CVE-2023-3519 is a Citrix NetScaler ADC and NetScaler Gateway code injection vulnerability that CISA added to its Known Exploited Vulnerabilities catalog on 2023-07-19. Because it is listed in KEV and marked as having known ransomware campaign use, defenders should treat it as an active, high-priority exposure. The supplied official guidance is to apply vendor mitigations immediately or discontinue use of [truncated]
CVE-2021-22941 is an improper access control vulnerability in Citrix ShareFile. CISA added it to the Known Exploited Vulnerabilities catalog on 2022-03-25 and marked it as having known ransomware campaign use. For defenders, this makes ShareFile deployments a time-sensitive patching and verification priority.

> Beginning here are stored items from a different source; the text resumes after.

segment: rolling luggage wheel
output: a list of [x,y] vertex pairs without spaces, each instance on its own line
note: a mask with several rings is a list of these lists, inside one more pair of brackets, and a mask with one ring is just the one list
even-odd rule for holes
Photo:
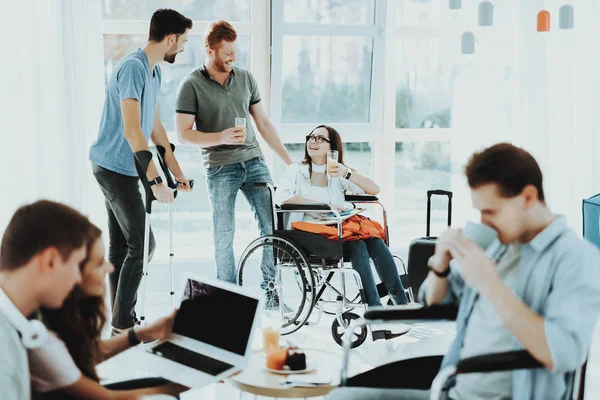
[[[346,326],[350,325],[350,323],[353,320],[359,319],[359,318],[360,317],[357,314],[354,314],[351,312],[346,312],[346,313],[342,314],[342,320],[344,321]],[[340,326],[340,323],[338,322],[338,320],[336,318],[333,321],[333,323],[331,324],[331,336],[333,336],[333,340],[335,340],[335,342],[337,344],[339,344],[340,346],[343,345],[342,336],[344,336],[345,331],[346,331],[346,328],[343,326]],[[366,339],[367,339],[367,327],[366,326],[362,326],[360,328],[355,329],[354,334],[352,335],[350,348],[354,349],[355,347],[360,346],[361,344],[363,344],[365,342]]]

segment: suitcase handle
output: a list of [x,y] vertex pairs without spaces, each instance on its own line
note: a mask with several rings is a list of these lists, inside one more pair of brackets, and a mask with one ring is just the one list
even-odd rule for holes
[[427,191],[427,237],[431,234],[431,196],[448,196],[448,227],[452,225],[452,192],[442,189]]
[[441,189],[428,190],[427,197],[431,197],[432,195],[448,196],[449,199],[452,198],[452,192],[449,192],[447,190],[441,190]]

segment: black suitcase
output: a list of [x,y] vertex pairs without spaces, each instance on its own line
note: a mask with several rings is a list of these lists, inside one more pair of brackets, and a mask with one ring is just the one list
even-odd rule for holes
[[429,273],[427,261],[435,252],[436,237],[431,236],[431,196],[433,195],[448,196],[448,226],[452,224],[452,192],[428,190],[426,236],[414,239],[408,248],[408,281],[415,297],[419,295],[419,288]]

CVE-2020-8196 is a Citrix information disclosure vulnerability affecting Application Delivery Controller (ADC), Gateway, and SD-WAN WANOP appliances. In the supplied source data, CISA lists it in the Known Exploited Vulnerabilities catalog and instructs organizations to apply updates per vendor instructions. Because it is a KEV item, it should be treated as a priority remediation item, especially on inter [truncated]
CVE-2020-8195 is a Citrix information disclosure vulnerability affecting Application Delivery Controller (ADC), Gateway, and SD-WAN WANOP Appliance deployments. CISA added it to the Known Exploited Vulnerabilities catalog, which means defenders should treat it as a real-world risk and prioritize remediation using vendor guidance.
CVE-2020-8193 is a Citrix authorization bypass vulnerability affecting Application Delivery Controller (ADC), Gateway, and SD-WAN WANOP appliances. CISA added it to the Known Exploited Vulnerabilities catalog on 2021-11-03, which makes it a high-priority issue for defenders even though the supplied corpus does not include a CVSS score or deeper technical detail. Systems that provide external access or aut [truncated]
CVE-2019-19781 is a Citrix code execution vulnerability affecting Citrix ADC, Gateway, and SD-WAN WANOP Appliance. CISA classifies it as a Known Exploited Vulnerability and notes known ransomware campaign use, so defenders should treat remediation as urgent.
CVE-2019-13608 is a Citrix StoreFront Server XML External Entity (XXE) processing vulnerability that CISA has listed in its Known Exploited Vulnerabilities catalog. CISA also marks it as associated with known ransomware campaign use, which makes this a high-priority remediation item for any exposed Citrix StoreFront Server deployment.
CVE-2019-11634 is a Citrix Workspace Application and Receiver for Windows remote code execution vulnerability that CISA lists in its Known Exploited Vulnerabilities catalog. The KEV record indicates known ransomware campaign use, so this issue should be treated as a high-priority remediation item for any environment still running the affected Citrix client software.